Sister Mary Annunciata Sutter, 87, who touched the lives of thousands of students during her career as an elementary school teacher, died Monday in the Ursuline Center in Toledo.
The cause of death is not yet known, said her friend Sister Mary Patricia Snyder.
Born near Bethlehem, Ohio, in 1923, Estella Sutter loved the land, particularly the farm where she grew up doing chores alongside her four brothers and a sister, but she was drawn to the classroom. From an early age, she would offer to assist her teachers with after-school tasks and would help out on Saturdays whenever possible.
"She always wanted to be a teacher. She just loved working with children. She was an excellent teacher, a model teacher. Her students remembered her. She had a big heart for kids. She was able to relate to them very well. She had a keen sense of justice and fairness," Sister Mary Patricia said.
Sister Mary Patricia described her friend as dedicated and service-oriented. But possibly above all else, Sister Mary Annunciata was treasured as a wonderful teacher and a remarkable administrator, long remembered by many students and staff members.

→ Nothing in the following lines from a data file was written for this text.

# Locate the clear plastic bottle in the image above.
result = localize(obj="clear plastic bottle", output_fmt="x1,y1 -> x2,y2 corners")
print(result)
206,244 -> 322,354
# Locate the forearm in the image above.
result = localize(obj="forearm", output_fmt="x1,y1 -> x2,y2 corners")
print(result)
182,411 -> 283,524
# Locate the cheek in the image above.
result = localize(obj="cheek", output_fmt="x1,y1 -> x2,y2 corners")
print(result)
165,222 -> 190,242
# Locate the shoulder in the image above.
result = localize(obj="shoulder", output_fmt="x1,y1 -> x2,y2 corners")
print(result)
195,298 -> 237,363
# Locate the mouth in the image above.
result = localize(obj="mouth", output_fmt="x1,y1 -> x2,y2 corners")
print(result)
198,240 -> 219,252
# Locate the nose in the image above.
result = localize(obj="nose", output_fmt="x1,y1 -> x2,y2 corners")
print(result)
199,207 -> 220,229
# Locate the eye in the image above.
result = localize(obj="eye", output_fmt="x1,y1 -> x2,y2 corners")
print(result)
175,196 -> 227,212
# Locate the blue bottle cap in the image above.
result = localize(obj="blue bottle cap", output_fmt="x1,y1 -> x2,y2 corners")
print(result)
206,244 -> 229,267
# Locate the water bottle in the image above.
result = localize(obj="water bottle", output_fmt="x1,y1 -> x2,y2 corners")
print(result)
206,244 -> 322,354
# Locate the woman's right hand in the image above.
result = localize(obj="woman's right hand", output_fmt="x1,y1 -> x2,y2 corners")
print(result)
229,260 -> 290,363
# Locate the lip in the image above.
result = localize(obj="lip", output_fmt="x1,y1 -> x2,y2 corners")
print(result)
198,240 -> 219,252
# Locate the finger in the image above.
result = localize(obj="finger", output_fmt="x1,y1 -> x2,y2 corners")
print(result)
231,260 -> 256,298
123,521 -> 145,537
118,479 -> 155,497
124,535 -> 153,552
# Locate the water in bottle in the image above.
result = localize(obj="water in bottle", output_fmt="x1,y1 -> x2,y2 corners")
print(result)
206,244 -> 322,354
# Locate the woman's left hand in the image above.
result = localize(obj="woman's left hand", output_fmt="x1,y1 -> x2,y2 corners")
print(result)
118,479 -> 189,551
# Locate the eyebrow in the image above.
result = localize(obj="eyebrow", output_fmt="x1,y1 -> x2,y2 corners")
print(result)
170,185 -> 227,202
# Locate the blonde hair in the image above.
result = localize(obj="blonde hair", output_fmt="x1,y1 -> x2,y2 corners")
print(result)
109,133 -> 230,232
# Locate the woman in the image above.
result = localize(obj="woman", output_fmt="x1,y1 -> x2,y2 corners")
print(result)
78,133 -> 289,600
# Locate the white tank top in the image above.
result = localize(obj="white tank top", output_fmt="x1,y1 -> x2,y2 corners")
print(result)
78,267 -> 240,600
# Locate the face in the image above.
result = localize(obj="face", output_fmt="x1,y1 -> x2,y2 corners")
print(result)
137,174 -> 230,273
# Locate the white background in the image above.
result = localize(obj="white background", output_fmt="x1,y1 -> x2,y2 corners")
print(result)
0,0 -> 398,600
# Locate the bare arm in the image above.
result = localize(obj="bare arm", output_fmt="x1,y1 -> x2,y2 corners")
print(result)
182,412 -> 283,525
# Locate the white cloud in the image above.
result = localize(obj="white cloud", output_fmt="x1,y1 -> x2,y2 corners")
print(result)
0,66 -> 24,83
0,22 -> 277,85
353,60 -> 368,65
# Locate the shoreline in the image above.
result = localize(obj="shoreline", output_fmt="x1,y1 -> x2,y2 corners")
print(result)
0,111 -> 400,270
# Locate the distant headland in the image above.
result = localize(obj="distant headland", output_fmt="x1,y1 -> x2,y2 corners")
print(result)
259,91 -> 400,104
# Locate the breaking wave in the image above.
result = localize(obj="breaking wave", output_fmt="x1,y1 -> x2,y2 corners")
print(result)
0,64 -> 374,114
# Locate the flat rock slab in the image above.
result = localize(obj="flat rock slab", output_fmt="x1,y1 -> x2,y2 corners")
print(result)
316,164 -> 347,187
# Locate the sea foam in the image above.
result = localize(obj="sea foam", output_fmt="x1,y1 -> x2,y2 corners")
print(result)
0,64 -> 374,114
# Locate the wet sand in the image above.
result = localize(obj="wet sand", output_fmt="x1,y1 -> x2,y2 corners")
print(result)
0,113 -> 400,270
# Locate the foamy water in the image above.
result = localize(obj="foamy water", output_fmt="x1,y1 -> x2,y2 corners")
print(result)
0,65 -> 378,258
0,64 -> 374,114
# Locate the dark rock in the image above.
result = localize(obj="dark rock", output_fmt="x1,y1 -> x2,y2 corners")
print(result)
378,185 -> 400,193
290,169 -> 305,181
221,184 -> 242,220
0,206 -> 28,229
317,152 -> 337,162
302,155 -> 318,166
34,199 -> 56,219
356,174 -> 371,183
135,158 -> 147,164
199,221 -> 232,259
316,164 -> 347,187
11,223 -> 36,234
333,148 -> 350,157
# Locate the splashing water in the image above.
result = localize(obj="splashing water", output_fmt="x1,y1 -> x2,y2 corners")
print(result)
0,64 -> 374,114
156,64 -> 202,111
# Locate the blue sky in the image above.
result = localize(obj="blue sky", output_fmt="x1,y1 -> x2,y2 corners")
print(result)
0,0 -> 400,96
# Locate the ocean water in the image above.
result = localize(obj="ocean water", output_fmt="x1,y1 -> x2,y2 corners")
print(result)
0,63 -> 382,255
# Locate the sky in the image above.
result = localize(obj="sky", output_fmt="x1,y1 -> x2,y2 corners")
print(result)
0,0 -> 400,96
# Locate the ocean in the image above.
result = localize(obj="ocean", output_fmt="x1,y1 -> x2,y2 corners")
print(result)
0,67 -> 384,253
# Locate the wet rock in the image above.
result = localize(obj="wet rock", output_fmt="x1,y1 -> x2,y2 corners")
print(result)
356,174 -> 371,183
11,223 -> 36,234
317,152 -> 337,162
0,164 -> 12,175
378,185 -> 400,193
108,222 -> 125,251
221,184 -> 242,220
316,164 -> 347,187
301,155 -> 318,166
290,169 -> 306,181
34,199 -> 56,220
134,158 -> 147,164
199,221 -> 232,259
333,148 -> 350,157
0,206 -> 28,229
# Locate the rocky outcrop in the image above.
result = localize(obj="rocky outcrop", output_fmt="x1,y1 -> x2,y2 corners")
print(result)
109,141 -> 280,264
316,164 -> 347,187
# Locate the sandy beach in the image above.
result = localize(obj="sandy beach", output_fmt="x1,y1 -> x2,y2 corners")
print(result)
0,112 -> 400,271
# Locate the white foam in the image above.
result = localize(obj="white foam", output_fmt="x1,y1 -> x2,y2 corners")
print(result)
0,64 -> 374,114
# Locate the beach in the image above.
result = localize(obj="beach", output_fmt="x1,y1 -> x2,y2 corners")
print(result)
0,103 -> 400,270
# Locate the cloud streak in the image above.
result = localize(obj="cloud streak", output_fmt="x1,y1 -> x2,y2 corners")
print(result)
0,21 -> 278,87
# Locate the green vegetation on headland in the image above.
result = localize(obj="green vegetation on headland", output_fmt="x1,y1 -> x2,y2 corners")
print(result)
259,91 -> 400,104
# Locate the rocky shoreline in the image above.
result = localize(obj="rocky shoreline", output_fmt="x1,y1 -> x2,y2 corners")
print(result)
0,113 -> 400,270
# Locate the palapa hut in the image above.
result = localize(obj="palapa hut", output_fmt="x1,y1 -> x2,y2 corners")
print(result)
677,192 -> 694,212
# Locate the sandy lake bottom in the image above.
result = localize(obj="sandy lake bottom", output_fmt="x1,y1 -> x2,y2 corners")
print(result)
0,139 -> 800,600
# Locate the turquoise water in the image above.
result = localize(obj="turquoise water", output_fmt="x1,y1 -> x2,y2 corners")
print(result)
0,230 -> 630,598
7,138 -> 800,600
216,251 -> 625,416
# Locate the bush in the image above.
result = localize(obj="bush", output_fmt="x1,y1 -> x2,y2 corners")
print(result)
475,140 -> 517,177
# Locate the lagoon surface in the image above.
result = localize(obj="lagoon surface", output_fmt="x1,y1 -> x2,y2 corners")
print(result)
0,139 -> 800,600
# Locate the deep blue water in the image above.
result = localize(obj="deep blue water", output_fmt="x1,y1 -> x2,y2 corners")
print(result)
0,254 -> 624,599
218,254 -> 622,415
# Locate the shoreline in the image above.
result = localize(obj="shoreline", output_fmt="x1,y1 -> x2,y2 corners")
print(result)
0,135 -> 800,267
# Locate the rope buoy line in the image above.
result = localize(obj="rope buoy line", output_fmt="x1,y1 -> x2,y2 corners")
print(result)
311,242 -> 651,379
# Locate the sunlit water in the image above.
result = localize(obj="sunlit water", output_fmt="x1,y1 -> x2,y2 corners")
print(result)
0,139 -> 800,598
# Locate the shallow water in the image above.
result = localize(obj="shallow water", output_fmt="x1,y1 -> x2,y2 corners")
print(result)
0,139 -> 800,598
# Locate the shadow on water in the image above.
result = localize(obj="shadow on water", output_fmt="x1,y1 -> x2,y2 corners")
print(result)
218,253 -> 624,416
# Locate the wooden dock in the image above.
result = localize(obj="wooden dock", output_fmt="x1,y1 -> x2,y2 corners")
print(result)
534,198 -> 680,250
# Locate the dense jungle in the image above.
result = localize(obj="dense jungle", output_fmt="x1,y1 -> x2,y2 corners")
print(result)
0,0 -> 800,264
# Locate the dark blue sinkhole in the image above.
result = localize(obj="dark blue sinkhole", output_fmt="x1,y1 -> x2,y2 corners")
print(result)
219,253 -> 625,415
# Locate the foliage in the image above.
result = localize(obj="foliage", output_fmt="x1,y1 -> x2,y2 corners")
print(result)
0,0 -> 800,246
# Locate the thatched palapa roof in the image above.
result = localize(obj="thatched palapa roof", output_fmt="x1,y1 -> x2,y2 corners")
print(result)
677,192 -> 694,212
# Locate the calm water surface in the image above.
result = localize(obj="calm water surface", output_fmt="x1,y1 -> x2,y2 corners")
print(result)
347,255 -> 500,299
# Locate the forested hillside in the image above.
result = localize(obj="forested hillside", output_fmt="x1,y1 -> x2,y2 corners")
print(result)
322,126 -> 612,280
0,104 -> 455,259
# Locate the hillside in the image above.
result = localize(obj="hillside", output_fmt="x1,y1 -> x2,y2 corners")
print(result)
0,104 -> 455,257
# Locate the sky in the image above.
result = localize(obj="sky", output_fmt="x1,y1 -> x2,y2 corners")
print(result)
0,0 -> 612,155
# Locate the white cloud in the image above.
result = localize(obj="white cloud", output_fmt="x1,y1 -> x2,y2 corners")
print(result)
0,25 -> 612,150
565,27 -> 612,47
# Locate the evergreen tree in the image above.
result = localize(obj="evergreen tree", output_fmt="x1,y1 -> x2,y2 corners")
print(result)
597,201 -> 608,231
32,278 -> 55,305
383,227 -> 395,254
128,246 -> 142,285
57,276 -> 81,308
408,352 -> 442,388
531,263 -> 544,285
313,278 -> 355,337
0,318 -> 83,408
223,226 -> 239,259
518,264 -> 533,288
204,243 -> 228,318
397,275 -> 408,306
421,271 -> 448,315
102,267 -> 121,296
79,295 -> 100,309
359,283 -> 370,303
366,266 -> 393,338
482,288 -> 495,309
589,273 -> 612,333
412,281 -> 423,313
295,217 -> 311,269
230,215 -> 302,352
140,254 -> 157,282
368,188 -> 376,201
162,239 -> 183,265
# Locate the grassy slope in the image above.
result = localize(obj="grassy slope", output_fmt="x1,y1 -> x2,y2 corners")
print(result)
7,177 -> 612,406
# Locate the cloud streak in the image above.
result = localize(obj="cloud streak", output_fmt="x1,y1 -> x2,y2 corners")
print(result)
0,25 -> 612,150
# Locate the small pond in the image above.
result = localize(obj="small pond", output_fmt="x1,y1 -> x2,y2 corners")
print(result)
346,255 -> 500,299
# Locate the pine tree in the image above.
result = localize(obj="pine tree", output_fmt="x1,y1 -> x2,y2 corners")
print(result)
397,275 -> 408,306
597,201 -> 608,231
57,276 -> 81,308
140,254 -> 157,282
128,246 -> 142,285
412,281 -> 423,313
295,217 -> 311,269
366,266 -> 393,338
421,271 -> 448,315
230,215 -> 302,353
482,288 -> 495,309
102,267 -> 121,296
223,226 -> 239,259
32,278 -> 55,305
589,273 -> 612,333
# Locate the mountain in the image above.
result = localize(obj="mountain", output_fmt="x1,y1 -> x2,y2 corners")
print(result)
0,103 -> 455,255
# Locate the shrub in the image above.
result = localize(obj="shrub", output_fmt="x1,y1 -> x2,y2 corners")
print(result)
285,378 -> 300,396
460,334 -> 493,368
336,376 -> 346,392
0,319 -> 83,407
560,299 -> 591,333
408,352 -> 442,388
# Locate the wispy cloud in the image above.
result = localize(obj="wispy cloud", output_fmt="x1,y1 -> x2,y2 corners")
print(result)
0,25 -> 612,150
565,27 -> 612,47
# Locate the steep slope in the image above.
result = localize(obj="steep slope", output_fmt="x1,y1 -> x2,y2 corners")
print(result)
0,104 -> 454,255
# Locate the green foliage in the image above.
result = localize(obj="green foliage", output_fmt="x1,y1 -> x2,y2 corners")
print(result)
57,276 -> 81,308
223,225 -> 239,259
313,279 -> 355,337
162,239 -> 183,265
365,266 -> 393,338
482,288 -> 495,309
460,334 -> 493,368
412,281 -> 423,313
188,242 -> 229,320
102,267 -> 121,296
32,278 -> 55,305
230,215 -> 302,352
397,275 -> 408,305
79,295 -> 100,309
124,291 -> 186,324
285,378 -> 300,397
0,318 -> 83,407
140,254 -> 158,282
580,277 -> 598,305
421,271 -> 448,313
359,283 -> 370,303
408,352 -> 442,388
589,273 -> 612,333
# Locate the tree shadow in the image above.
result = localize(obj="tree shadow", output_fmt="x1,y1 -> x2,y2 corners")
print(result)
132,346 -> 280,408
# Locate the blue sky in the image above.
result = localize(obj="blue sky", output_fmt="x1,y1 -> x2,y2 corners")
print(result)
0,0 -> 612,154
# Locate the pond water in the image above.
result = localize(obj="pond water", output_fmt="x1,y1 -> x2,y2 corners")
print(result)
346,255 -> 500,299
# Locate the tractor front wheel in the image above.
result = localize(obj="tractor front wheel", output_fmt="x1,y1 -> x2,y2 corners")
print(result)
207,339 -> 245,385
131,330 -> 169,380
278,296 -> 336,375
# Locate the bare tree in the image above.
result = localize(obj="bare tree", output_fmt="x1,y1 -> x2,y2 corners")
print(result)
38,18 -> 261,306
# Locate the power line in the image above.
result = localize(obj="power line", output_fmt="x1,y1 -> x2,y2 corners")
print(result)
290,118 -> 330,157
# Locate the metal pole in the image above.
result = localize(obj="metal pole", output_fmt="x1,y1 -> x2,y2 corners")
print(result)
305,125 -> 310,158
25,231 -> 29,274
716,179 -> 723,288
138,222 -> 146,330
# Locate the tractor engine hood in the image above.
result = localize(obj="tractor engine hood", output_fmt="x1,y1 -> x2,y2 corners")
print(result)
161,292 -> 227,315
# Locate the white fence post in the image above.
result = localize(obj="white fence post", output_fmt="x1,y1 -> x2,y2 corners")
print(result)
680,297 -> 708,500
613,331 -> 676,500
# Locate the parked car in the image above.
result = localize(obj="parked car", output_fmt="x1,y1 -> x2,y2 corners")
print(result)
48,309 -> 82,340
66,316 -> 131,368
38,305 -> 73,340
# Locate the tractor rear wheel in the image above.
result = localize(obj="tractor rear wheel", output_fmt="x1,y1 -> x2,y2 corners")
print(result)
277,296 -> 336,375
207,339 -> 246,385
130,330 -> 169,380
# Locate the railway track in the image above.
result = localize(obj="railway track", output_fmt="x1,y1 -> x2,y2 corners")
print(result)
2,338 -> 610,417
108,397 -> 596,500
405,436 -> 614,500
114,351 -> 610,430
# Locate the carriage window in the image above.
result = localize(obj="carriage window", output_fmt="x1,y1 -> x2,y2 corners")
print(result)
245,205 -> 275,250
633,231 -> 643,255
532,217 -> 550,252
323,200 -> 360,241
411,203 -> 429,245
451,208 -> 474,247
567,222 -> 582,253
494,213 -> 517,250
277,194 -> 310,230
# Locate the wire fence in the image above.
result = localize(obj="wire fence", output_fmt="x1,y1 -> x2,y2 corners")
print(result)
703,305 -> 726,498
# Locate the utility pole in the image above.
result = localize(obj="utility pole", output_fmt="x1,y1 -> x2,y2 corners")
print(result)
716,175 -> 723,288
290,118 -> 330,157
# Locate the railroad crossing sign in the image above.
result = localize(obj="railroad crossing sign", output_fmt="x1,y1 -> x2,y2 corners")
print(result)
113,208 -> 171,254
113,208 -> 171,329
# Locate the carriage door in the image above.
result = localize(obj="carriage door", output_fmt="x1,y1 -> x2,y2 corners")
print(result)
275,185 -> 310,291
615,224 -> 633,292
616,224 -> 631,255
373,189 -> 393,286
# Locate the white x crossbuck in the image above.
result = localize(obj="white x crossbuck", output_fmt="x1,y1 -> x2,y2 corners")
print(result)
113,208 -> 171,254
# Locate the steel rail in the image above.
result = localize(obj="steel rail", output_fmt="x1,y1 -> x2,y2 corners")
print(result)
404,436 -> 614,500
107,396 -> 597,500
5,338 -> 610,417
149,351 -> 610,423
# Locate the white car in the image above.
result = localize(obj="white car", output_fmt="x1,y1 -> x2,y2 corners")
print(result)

She wasn't one to sit around waiting to be given directions. "She was a person who saw a thing to do and did it. She never had to be told what to do," her friend said.
After entering the community of the Sisters of Notre Dame in 1941, where she received the name Sister Mary Annunciata, she pursued degrees in education from the former DeSales and Mary Manse colleges in Toledo and from the Catholic University of America in Washington.
During her 45-year career in elementary education she served as a teacher and/or principal at several schools, including St. Paul, Norwalk, Ohio; St. Mary, Sandusky; St. John's, Delphos; St. Jude, Fort Wayne, Ind.; St. Joseph, Monroeville, Ohio, and St. Ann, St. Mary, Holy Rosary, Ladyfield, and Mary Immaculate, all in Toledo.
A nephew, Msgr. Michael Hohenbrink of Findlay, said his aunt would tell stories of how she would walk a mile from her home to Sacred Heart School, a two-room wood frame building near Shelby, Ohio, where Notre Dame Sisters taught.
In the winter, her father would hook up the horse and sleigh and off they would go through the snow to school.
The school she attended is the oldest Catholic school in Ohio, said her nephew, who also attended the school. Estella was a member of Shelby Settlement (Bethlehem) Sacred Heart Church, a little country parish, he said.
When she was principal at St. John's in Delphos, there were about 2,000 children in first through eighth grades, and "the remarkable thing, she knew every kid," said her nephew, who would visit his aunt at St. John's and also when she was principal of St. Mary in Sandusky. "She was known as a very good school administrator. She was a very good organizer."
She later was principal of St. Paul High School in Norwalk, he said, and worked for a couple of years at Notre Dame Academy.
Sister Mary Annunciata liked gardening, but she loved baseball. "She really was a rabid Cleveland Indians' baseball fan. She followed them all over the place. She knew all the players," Monsignor Hohenbrink said, noting that she would "win over the junior high kids by chatting with them about baseball." She grew up in a family filled with Indians fans, he said.
She didn't trek to the games, but listened on the radio to the play-by-plays, he said.
After she retired, she worked part time in schools as an aide, assisting wherever she could.
"She was always an asset wherever she went," said Sister Mary Patricia.
In 1996, Sister Mary Annunciata was inducted into St. Mary's Hall of Fame at St. Mary's School in Toledo. "That was a great honor for her," Sister Mary Patricia said. The school has closed since then.
Sister Mary Annunciata is survived by her brother, Edgar.
Visitation will be from 2 to 8 p.m. Tuesday and Wednesday at the Provincial Center on Secor Road, with Sharing of Memories beginning at 7 p.m. Wednesday.
The funeral liturgy will be celebrated at 5 p.m. Wednesday in the Convent Chapel.
Arrangements are made by Urbanski Funeral Home. Tributes can be made to the Sisters of Notre Dame.